Si los apócrifos creen que Jesús debió de manifestar así su poder desde la infancia, también le hacen reivindicar su dignidad con no pocas intemperancias, que nunca tuvo el Maestro y que harían de él un niño terrible.

Cuando tenía cuatro años, estaba un día en la orilla del Jordán jugando con los niños, y con una azada hizo siete pequeñas lagunas, a las que  venía el agua del río por unos surcos y salía por otros. Uno de los niños, lleno de envidia, obstruyó la salida y deshizo las lagunas. Jesús, irritado, le dijo: “sea la desgracia sobre ti, hijo de la muerte, hijo de Satán. ¿Cómo te atreves a destruir las obras que yo hago?”.

Y el que aquello había hecho murió, y sus padres alzaron la voz contra José y María. Estos se quedaron consternados y José dijo a su mujer: “yo no me atrevo a hablarle, pero tú adviértele y dile porque has provocado contra nosotros el odio del pueblo y nos has abrumado con la cólera de los hombres”.

María buscó a Jesús y le dijo: “Señor, ¿qué ha hecho este niño para morir?”. Y Jesús respondió: “merecía la muerte porque ha destruido las obras que yo hice”.
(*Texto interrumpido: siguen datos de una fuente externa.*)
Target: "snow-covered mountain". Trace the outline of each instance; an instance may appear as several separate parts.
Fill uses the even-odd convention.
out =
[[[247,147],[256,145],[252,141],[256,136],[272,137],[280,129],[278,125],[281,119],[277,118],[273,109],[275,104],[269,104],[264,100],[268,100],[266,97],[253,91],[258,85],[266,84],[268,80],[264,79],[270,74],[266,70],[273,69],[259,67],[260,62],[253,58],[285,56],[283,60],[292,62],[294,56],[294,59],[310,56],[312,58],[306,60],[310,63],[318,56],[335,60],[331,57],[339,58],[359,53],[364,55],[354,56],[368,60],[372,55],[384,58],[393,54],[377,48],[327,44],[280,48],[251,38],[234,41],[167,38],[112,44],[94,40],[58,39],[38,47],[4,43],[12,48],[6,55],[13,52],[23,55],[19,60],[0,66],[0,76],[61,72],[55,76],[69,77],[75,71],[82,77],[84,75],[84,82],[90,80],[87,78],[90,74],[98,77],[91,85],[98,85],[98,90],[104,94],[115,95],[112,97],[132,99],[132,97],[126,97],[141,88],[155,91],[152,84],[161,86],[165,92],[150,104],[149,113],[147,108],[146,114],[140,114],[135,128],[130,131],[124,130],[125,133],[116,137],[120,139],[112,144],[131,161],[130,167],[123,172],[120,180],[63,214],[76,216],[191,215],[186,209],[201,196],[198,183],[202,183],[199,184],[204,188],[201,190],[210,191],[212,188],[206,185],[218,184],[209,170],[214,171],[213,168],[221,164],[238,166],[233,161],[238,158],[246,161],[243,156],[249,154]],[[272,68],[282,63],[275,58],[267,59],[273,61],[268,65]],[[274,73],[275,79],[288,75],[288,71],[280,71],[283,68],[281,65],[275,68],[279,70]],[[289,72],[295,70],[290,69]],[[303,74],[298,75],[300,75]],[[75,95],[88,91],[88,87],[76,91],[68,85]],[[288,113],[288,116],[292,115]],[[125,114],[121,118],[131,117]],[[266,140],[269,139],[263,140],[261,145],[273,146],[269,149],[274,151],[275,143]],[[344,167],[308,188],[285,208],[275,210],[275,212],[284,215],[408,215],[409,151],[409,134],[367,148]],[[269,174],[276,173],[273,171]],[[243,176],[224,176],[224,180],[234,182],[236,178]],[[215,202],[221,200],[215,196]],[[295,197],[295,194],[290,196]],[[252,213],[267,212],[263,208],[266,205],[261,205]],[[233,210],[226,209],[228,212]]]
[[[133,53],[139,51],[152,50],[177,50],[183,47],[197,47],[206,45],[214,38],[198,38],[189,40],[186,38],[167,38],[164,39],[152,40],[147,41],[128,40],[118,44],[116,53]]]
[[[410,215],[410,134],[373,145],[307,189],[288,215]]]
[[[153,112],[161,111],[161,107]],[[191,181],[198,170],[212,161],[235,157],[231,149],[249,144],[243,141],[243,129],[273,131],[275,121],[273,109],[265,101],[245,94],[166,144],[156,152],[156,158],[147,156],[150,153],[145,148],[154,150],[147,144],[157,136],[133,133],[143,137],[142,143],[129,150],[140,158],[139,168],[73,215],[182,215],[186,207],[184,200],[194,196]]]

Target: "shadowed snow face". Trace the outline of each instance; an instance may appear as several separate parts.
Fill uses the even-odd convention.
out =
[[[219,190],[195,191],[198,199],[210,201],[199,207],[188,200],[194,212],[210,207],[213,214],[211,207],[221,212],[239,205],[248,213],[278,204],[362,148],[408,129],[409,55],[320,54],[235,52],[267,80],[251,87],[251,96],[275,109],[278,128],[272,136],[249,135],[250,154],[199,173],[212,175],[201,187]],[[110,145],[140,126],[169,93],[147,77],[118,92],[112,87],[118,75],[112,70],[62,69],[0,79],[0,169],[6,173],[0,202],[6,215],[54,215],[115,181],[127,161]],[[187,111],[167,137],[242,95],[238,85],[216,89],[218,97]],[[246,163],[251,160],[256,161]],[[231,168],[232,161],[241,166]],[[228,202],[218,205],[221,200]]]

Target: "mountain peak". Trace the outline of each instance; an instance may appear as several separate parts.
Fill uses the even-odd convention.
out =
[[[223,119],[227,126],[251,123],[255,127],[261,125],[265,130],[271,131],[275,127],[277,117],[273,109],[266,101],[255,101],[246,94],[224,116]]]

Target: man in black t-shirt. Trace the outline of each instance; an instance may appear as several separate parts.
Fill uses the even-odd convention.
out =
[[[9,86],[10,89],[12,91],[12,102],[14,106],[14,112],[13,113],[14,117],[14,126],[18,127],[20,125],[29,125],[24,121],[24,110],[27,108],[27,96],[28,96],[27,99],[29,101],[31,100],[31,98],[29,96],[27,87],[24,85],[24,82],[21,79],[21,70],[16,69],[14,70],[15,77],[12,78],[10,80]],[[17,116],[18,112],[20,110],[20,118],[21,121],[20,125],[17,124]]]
Mas su madre le insistía: “no permitas, Señor, que todos se levanten contra nosotros”. Y El, no queriendo afligir a su madre, tocó con el pie derecho la pierna del muerto y dijo: “levántate, hijo de la iniquidad, que no eres digno de entrar en el reposo de mi padre, porque has destruido las obras que yo he hecho”. Y el que estaba muerto se levantó y se fue.

Con la misma facilidad y por motivos aún menores habría hecho morir a otros niños y aún a personas mayores. Su mismo maestro, a quien no quiso contestar cuando le preguntaba la lección, y que por ese motivo le pegó con una vara, cayó muerto delante de El.

Indudablemente, esta figura de Jesús está muy lejos de la del Niño manso y humilde, que vive sometido a sus padres, creciendo en sabiduría, en edad y en gracia delante de Dios y de los hombres. Entre la narración de los apócrifos y la de los evangelios canónicos media un abismo. Es el abismo que separa la verdad inefable ideada por Dios de la ficción inventada por los hombres.